Guo Dong, van Dorp Erika J H, Mulder-Krieger Thea, van Veldhoven Jacobus P D, Brussee Johannes, Ijzerman Adriaan P, Heitman Laura H
Leiden University, Leiden, the Netherlands.
J Biomol Screen. 2013 Mar;18(3):309-20. doi: 10.1177/1087057112464776. Epub 2012 Oct 23.

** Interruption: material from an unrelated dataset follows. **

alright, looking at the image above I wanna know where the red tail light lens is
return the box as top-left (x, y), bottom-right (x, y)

The concept of ligand-receptor binding kinetics is emerging as an important parameter in the early phase of drug discovery. Since the currently used kinetic assays are laborious and low throughput, we developed a method that enables fast and large format screening. It is a so-called dual-point competition association assay, which measures radioligand binding at two different time points in the absence or presence of unlabeled competitors. Specifically, this assay yields the kinetic rate index (KRI), which is a measure for the binding kinetics of the unlabeled ligands screened. As a prototypical drug target, the adenosine A(1) receptor (A(1)R) was chosen for assay validation and optimization. A screen with 35 high-affinity A(1)R antagonists yielded seven compounds with a KRI value above 1.0, which indicated a relatively slow dissociation from the target. All other compounds had a KRI value below or equal to 1.0, predicting a relatively fast dissociation rate. Several compounds were selected for follow-up kinetic quantifications in classical kinetic assays and were shown to have kinetic rates that corresponded to their KRI values. The dual-point assay and KRI value may have general applicability at other G-protein-coupled receptors, as well as at drug targets from other protein families.
配体-受体结合动力学的概念正在成为药物发现早期阶段的一个重要参数。由于目前使用的动力学检测方法费力且通量低,我们开发了一种能够进行快速和大规模筛选的方法。这是一种所谓的双点竞争结合测定法,它在不存在或存在未标记竞争剂的情况下,于两个不同时间点测量放射性配体结合情况。具体而言,该测定法产生动力学速率指数(KRI),它是对所筛选的未标记配体结合动力学的一种度量。作为典型的药物靶点,选择腺苷A(1)受体(A(1)R)进行测定验证和优化。对35种高亲和力A(1)R拮抗剂进行的筛选产生了7种KRI值高于1.0的化合物,这表明其与靶点的解离相对较慢。所有其他化合物的KRI值低于或等于1.0,预示着解离速率相对较快。选择了几种化合物在经典动力学测定中进行后续动力学定量,结果显示其动力学速率与其KRI值相符。双点测定法和KRI值可能在其他G蛋白偶联受体以及其他蛋白质家族的药物靶点中具有普遍适用性。